Starting from the basics of indirect comparisons we move into the most recent research in this area. These new approaches will help to  better understand treatment effects in specific populations of interest. Possible applications run from designing phase II or III studies up to re-imbursement dossiers and commercialization efforts.


Multilevel Network Meta-Regression for population-adjusted treatment comparisons – Interview with Nicky Welton

Welcome to the Effective Statistician with Alexander Schacht and Benjamin Pieske, the weekly podcast for statisticians in the health sector, designed to improve your leadership skills, widen your business acumen and enhance your efficiency.

In today’s episode, we’ll chat with Nikki Welton from Bristol University about her new approach of network meta-analysis, taking into account the target population characteristics. So basically matching indirect comparisons on the population of interest. Very very new research here, quite cutting edge, but very very relevant for all kind of different parts of the clinical.

development program as well as in commercialization in HTA and other settings. So stay tuned for this. This podcast is sponsored by PSI, a global member organization dedicated to leading and promoting best practice and industry initiatives. Join PSI today to further develop your statistical capabilities with access to special interest groups, the video on demand content library, free registration to all PSI.

PSI webinars and much much more. Visit the PSI website at to learn more about PSI activities and become a PSI member.

Hello, this is another episode of the Effective Statistician. And today I have a guest from Bristol University, Nikki Welton. Hi, how are you doing? I’m doing fine, thanks. Very good. So let’s start with a little bit of an introduction of yourself. Where have you kind of first been in touch with statistics and what has been your career up to now?

Okay, so I did a maths degree at the University of Sheffield where the majority of my options were in statistics. So I’ve been interested in maths and statistics for a long time. I did a masters in statistics and now I’m working as a statistician but actually I’m becoming more and more of a health economist. So I do, I sort of, in this sort of in between worlds between statistics and health economics.

Okay, interesting. So where do you see the biggest kind of differences between health economics and statistics?

Not as many differences as you might expect actually. Both concerned with analysis of data to answer questions relating to sort of health for example. And both groups of researchers work on developing models to answer questions and extrapolate from data. So actually in some ways…

they’re quite similar sorts of disciplines. It’s just that the economists are much more concerned with costs and resource use and so on, whereas statisticians tend to focus more on clinical effectiveness. Okay. In terms of the clinical effectiveness, that’s kind of the things that we want to talk about, indirect comparisons and these kinds of things. How have you been kind of first got in, get in touch with indirect comparisons?

Well, I joined the research group in Bristol in 2002 now, the multi-parameter evidence synthesis group here, which has really been working with Tony Addis, who’s really developed these methods and sort of, he’s looking, his interest is much more generally in bringing together pooling evidence and multiple sources where…

different sources of evidence gave information on different functions of parameters, but it can still all be interlinked and brought together to answer important questions relating to policy. And one of the key examples that he was working on were indirect comparisons and mixed treatment comparisons. And that area just has totally taken off because it allows us to answer exactly the sort of policy questions of interest as in how do these different treatments compare to each other.

which then can allow you to answer what’s the most effective and cost-effective treatment to be using. If you speak about policy, what do you mean by policy? In the UK, for example, NICE makes decisions about whether or not the NHS will provide funding for particular treatments.

that’s what I mean by policy, I suppose, making decisions about whether or not which treatments will be available for patients. So it’s really about treatment guidelines. It’s about… Guidelines and guidance, yeah. Yeah. Okay. So that explains why this work is really, really important because it directly affects the patients and which therapies will become under which kind of conditions.

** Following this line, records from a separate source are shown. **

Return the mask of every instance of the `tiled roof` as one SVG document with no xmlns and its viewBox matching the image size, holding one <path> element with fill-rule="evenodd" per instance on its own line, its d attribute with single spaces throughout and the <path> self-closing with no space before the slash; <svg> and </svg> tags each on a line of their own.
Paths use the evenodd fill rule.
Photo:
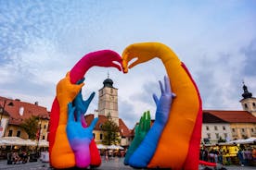
<svg viewBox="0 0 256 170">
<path fill-rule="evenodd" d="M 21 102 L 20 100 L 12 100 L 0 96 L 0 105 L 3 107 L 4 101 L 6 101 L 5 110 L 9 114 L 9 124 L 19 125 L 23 120 L 30 118 L 32 115 L 40 116 L 41 118 L 49 119 L 49 112 L 46 107 L 37 104 Z M 13 105 L 8 105 L 12 103 Z M 22 113 L 23 114 L 19 114 Z"/>
<path fill-rule="evenodd" d="M 94 116 L 95 115 L 92 114 L 86 115 L 84 116 L 85 121 L 88 124 L 88 126 L 91 125 L 92 121 L 94 120 Z M 107 121 L 108 121 L 108 117 L 106 115 L 99 115 L 98 121 L 95 127 L 95 130 L 101 130 L 100 127 Z M 121 118 L 119 118 L 119 131 L 120 131 L 122 137 L 130 137 L 131 136 L 130 129 L 127 128 L 125 123 Z"/>
<path fill-rule="evenodd" d="M 212 120 L 211 120 L 210 118 L 212 118 Z M 223 110 L 204 110 L 203 111 L 203 123 L 220 123 L 220 122 L 256 123 L 256 117 L 247 111 L 223 111 Z"/>
<path fill-rule="evenodd" d="M 88 124 L 88 126 L 91 125 L 92 121 L 95 118 L 95 115 L 93 114 L 86 115 L 85 116 L 85 121 Z M 95 127 L 95 130 L 101 130 L 100 127 L 108 121 L 108 117 L 105 115 L 98 115 L 98 120 L 96 122 L 96 125 Z"/>
</svg>

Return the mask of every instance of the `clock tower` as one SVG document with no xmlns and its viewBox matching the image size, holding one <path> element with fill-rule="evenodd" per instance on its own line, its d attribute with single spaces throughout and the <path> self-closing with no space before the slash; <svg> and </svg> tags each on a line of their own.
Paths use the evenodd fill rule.
<svg viewBox="0 0 256 170">
<path fill-rule="evenodd" d="M 113 81 L 109 78 L 103 81 L 103 88 L 98 90 L 98 115 L 110 115 L 119 126 L 118 89 L 113 87 Z"/>
</svg>

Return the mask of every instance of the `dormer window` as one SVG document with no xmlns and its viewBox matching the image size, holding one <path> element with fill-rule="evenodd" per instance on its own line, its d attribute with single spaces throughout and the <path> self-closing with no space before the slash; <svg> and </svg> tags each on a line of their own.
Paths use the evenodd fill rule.
<svg viewBox="0 0 256 170">
<path fill-rule="evenodd" d="M 24 107 L 19 107 L 19 115 L 23 115 L 23 114 L 24 114 Z"/>
</svg>

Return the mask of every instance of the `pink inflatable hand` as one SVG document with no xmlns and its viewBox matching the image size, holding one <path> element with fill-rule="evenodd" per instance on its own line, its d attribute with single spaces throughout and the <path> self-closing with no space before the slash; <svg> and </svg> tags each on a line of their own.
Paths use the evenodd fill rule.
<svg viewBox="0 0 256 170">
<path fill-rule="evenodd" d="M 70 81 L 75 84 L 92 67 L 116 67 L 122 71 L 122 58 L 111 50 L 101 50 L 85 55 L 70 70 Z"/>
</svg>

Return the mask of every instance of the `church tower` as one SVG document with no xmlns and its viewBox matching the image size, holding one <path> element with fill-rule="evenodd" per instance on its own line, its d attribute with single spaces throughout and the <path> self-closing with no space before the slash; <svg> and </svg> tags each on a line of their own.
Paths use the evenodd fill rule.
<svg viewBox="0 0 256 170">
<path fill-rule="evenodd" d="M 240 101 L 243 110 L 251 113 L 256 116 L 256 98 L 252 97 L 252 93 L 248 91 L 247 86 L 243 85 L 243 99 Z"/>
<path fill-rule="evenodd" d="M 118 89 L 113 87 L 113 81 L 108 79 L 103 81 L 103 88 L 98 91 L 98 115 L 110 115 L 119 126 Z"/>
</svg>

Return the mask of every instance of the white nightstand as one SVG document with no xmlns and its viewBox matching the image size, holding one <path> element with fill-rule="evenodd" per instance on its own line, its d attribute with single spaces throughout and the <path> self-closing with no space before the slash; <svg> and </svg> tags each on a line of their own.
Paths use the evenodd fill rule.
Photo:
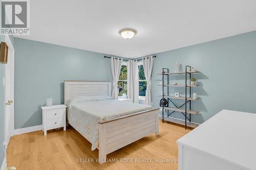
<svg viewBox="0 0 256 170">
<path fill-rule="evenodd" d="M 45 136 L 47 130 L 63 127 L 66 131 L 66 108 L 64 105 L 42 106 L 42 131 Z"/>
<path fill-rule="evenodd" d="M 123 102 L 127 102 L 132 103 L 132 99 L 120 98 L 120 99 L 118 99 L 118 100 L 121 101 L 123 101 Z"/>
</svg>

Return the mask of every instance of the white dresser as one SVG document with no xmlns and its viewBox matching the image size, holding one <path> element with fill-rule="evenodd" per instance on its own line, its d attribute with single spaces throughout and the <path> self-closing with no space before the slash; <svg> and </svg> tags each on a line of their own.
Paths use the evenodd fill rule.
<svg viewBox="0 0 256 170">
<path fill-rule="evenodd" d="M 66 131 L 66 108 L 64 105 L 42 106 L 42 130 L 46 135 L 47 130 L 63 127 Z"/>
<path fill-rule="evenodd" d="M 123 101 L 123 102 L 132 103 L 132 99 L 120 98 L 120 99 L 118 99 L 118 100 L 120 101 Z"/>
<path fill-rule="evenodd" d="M 223 110 L 179 140 L 179 170 L 256 169 L 256 114 Z"/>
</svg>

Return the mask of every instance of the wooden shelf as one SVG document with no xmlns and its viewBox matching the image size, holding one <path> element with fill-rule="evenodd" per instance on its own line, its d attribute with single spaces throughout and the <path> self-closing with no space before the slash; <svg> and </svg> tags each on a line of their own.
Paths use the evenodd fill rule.
<svg viewBox="0 0 256 170">
<path fill-rule="evenodd" d="M 197 74 L 197 73 L 199 73 L 200 72 L 200 71 L 188 71 L 187 72 L 187 74 Z M 169 73 L 164 73 L 163 75 L 184 75 L 186 74 L 185 72 L 169 72 Z M 163 75 L 162 73 L 158 74 L 157 75 Z"/>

available disease. I mean, that’s right. And it’s not just the patients with a particular disease, because by making decisions about what’s the most cost effective use of resources that then allows, you know, by not introducing inefficient treatments, it allows more money elsewhere in the system. So it actually affects all patients. Oh, that’s a very, very interesting point of view, because of course, you know, money overall is limited.

So it’s about kind of optimizing the overall amount of money and how that can be best spent on to increase population health. Yeah. Yeah, exactly. So in terms of the current scenario, what are the main approaches that are currently used to inform policy when it comes to indirect comparisons?

So, I mean, the whole issue with indirect comparisons is that usually we’ve got a treatment that maybe is a new treatment, and we want to know whether or not it’s worth using. And what we want to do is compare that with the main competitor, the alternative treatment that you would use instead if you didn’t use this new treatment. But the problem is that the pharmaceutical industry don’t tend to carry out randomized control trials directly comparing those two treatments of interest.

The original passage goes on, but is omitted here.